The current names of the HLA class I and class II alleles are attached to the specific DNA sequence and locus for each allele and are definitive. However, many older publications have used the serologically derived names for alleles. It is therefore important to have some concept of how these naming conventions are related. The modern definitive (sequence-based) allele names are derived from the older serologic names because the serologic techniques frequently detected whole groups of related alleles. Two examples of this are shown in Table 21-2. The designation of HLA-B27 was developed for people carrying an HLA-B allele that was recognized by the B27-specific alloantisera. However, sequencing of the HLA-B alleles carried by these individuals revealed the existence of at least 17 different alleles, 5 of which are listed in Table 21-2. A similar situation exists for HLA class II allele families such as HLA-DR4, also shown in Table 21-2. In this case, the DR4 allospecificity was already known to detect a number of different alleles that could be further discriminated on the basis of MLC typing.²⁰ These have been defined and named by their sequence, as shown in Table 21-2. A full list of all HLA alleles at the major loci can be found at www.ebi.ac.uk/imgt/hla/.

Table 21-2 Comparison among Modern, Sequence-Based Nomenclature, and Older Naming Conventions for Class I and Class II Alleles Belonging to HLA-B27 and HLA-DR4 Serologic Groups*

Despite the precision of the molecular definition of HLA alleles, the old serologic names are often used in oral discussion because they are less cumbersome. For example, the DRB1*03011 allele is common in white populations (up to 10% in some populations) and is often referred to as simply DR3, after its original serologic designation. At least 16 distinct alleles are detected by such DR3 alloantisera, and therefore the term DR3 is imprecise. However, when used in the context of a discussion about white populations, DR3 is assumed to refer to the predominant DRB1*03011 allele.

Human Leukocyte Antigen Associations with Rheumatic Diseases

Population-Association Studies and the Calculation of the Odds Ratio, an Estimate of Relative Risk

The ideal way to establish whether a genetic variant (allele) confers risk for a disease is by performing a prospective cohort study.
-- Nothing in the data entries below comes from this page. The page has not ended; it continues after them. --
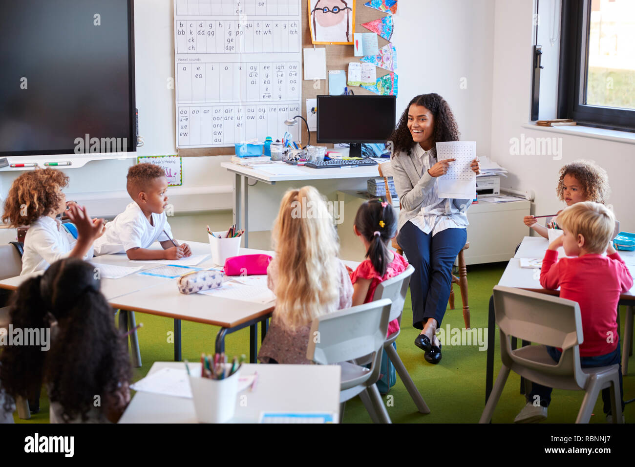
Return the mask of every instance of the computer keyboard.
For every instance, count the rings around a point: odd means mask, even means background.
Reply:
[[[307,162],[305,167],[311,168],[331,168],[332,167],[358,167],[359,166],[377,165],[377,163],[370,158],[366,159],[331,159],[330,161]]]

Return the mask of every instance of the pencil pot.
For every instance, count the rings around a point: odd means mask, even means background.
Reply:
[[[218,238],[227,235],[227,232],[213,232],[213,235],[208,233],[210,238],[210,247],[211,248],[211,261],[215,264],[224,266],[225,260],[232,256],[237,256],[240,250],[241,237],[233,238]]]
[[[225,423],[234,417],[238,372],[223,379],[190,376],[194,412],[199,423]]]

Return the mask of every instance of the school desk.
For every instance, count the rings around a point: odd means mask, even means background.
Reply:
[[[376,158],[378,163],[385,162],[388,159]],[[294,172],[274,175],[267,170],[277,165],[282,165],[281,172]],[[232,162],[223,162],[220,166],[226,168],[234,174],[234,223],[239,229],[244,229],[245,233],[243,245],[249,246],[249,184],[250,179],[263,182],[269,185],[275,185],[276,182],[299,182],[311,180],[335,180],[342,179],[370,179],[379,177],[377,165],[362,166],[341,168],[311,168],[304,166],[293,166],[288,164],[265,164],[258,168],[251,168],[239,165]]]
[[[182,369],[185,365],[156,362],[148,374],[166,367]],[[339,365],[246,363],[240,374],[253,375],[255,371],[256,388],[239,393],[231,423],[257,423],[262,412],[328,412],[333,414],[334,423],[339,420]],[[196,415],[192,399],[137,391],[119,423],[196,423]]]
[[[542,236],[525,237],[518,248],[516,255],[509,260],[505,272],[498,281],[498,285],[504,285],[507,287],[517,287],[523,288],[532,292],[537,292],[541,294],[558,295],[560,292],[558,290],[547,290],[540,286],[539,273],[537,274],[534,273],[534,270],[530,268],[522,268],[520,267],[521,258],[536,258],[542,259],[544,257],[545,252],[549,247],[549,241],[546,238]],[[635,277],[635,252],[618,251],[620,256],[628,266],[631,275]],[[629,290],[628,293],[620,295],[620,305],[627,305],[629,307],[635,306],[635,285]],[[627,319],[626,325],[632,327],[631,310],[627,313],[627,316],[630,318]],[[619,314],[618,314],[618,320],[619,320]],[[629,324],[630,323],[630,324]],[[494,315],[494,297],[493,295],[490,297],[489,316],[488,318],[488,342],[487,342],[487,363],[485,376],[485,403],[490,397],[491,392],[492,384],[494,377],[494,346],[495,345],[496,323]],[[618,325],[619,322],[618,321]],[[629,356],[629,349],[631,343],[623,342],[622,348],[622,362],[625,358],[627,359]],[[516,348],[515,342],[512,342],[512,348]],[[622,363],[624,367],[624,363]]]

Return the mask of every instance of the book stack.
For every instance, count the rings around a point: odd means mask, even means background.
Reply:
[[[368,193],[373,196],[386,196],[386,184],[384,179],[368,179]],[[388,177],[388,188],[391,191],[391,196],[397,198],[397,190],[395,189],[395,182],[392,177]]]

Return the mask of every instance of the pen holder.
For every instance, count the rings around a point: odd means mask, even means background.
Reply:
[[[237,256],[240,250],[241,237],[233,238],[218,238],[227,234],[225,232],[213,232],[214,235],[208,233],[210,238],[210,247],[211,248],[211,261],[217,266],[225,266],[225,260],[232,256]]]
[[[228,363],[228,365],[230,365]],[[189,376],[196,419],[199,423],[225,423],[234,417],[239,372],[223,379]]]

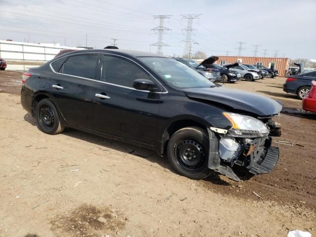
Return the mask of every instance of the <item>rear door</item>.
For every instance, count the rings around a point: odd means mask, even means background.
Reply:
[[[71,124],[92,128],[93,90],[99,57],[95,53],[70,56],[51,78],[55,102]]]
[[[161,90],[160,85],[139,65],[118,55],[103,56],[101,74],[101,81],[96,82],[94,129],[154,145],[161,94],[136,90],[133,83],[152,80]]]

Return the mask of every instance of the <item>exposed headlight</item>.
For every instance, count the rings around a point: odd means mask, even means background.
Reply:
[[[233,113],[224,112],[223,115],[232,123],[229,132],[233,137],[265,137],[270,132],[263,122],[254,118]]]

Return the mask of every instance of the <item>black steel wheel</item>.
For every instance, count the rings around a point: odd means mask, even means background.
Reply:
[[[175,132],[168,144],[168,158],[179,174],[193,179],[208,176],[209,139],[199,127],[188,127]]]
[[[251,74],[246,74],[245,76],[245,80],[246,81],[251,81],[253,79],[253,77]]]
[[[222,82],[223,83],[226,83],[228,81],[228,77],[225,74],[222,74],[221,78],[222,78]]]
[[[38,127],[43,132],[56,134],[62,132],[65,129],[60,123],[55,106],[49,99],[44,99],[37,103],[35,113]]]

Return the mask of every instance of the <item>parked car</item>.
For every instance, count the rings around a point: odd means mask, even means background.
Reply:
[[[193,59],[186,59],[182,58],[172,58],[195,70],[211,81],[221,81],[222,79],[221,78],[221,74],[219,72],[219,70],[213,70],[206,69],[206,67],[202,64],[204,61],[202,62],[201,64],[198,64],[195,60]],[[205,60],[206,60],[207,59]]]
[[[69,53],[70,52],[73,52],[74,51],[76,51],[77,50],[77,49],[62,49],[61,50],[60,50],[59,51],[59,52],[58,53],[57,53],[56,55],[55,55],[54,58],[57,58],[57,57],[59,57],[59,56],[61,55],[62,54],[64,54],[65,53]]]
[[[283,85],[283,90],[286,93],[296,94],[302,100],[308,94],[312,86],[312,81],[316,80],[316,70],[298,75],[289,76]]]
[[[269,76],[268,77],[269,78],[273,78],[275,77],[277,77],[278,76],[278,72],[276,69],[275,69],[274,68],[268,68],[263,65],[254,65],[253,66],[261,70],[267,71],[269,73]]]
[[[23,75],[21,102],[44,133],[69,127],[151,149],[192,179],[213,170],[239,181],[233,165],[266,173],[279,157],[271,136],[280,134],[273,119],[280,102],[216,85],[154,54],[63,54]]]
[[[252,65],[251,64],[245,64],[244,63],[242,64],[243,65],[245,66],[248,68],[250,70],[255,70],[256,72],[258,73],[261,76],[261,79],[263,79],[265,78],[267,78],[269,76],[269,73],[266,70],[262,70],[261,69],[258,69],[254,66]]]
[[[251,81],[260,79],[259,73],[254,70],[249,70],[246,67],[238,63],[227,63],[223,64],[223,67],[228,69],[235,71],[240,74],[241,78],[244,78],[246,81]]]
[[[240,79],[241,76],[240,74],[237,72],[233,70],[229,70],[226,68],[222,67],[216,63],[207,65],[207,68],[212,68],[219,70],[222,78],[222,82],[236,82]]]
[[[6,68],[6,62],[2,58],[0,58],[0,70],[4,71]]]
[[[312,81],[312,87],[308,94],[303,98],[303,109],[316,113],[316,81]]]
In this kind of study, a group of individuals carrying (exposed to) the allele is compared with a matched control group that does not carry the allele. These two groups are followed over time (preferably over a lifetime) to see if disease develops more frequently in the exposed group. The results can be displayed in a contingency table (Table 21-3). By examining the upper half of Table 21-3, it is apparent that the fraction of exposed individuals who get the disease is a/(a + b), whereas the fraction of unexposed individuals who develop the disease is c/(c + d). The ratio of these two fractions is known as the relative risk (RR) = a/(a + b) ÷ c/(c + d) = (ac + ad)/(ac + bc). If the disease is rare in the population, ac is small and the RR is approximated by (a × d)/(b × c), also referred to as the cross-product.

Table 21-3 Contingency Table for Cohort and Case-Control Studies *

Cohort Study
	Disease	No Disease
Exposed	a	b
Not Exposed	c	d
Case-Control Study
	Exposed	Not Exposed
Disease	a	b
No Disease	c	d

^* a, b, c, d, number of individuals observed in each category.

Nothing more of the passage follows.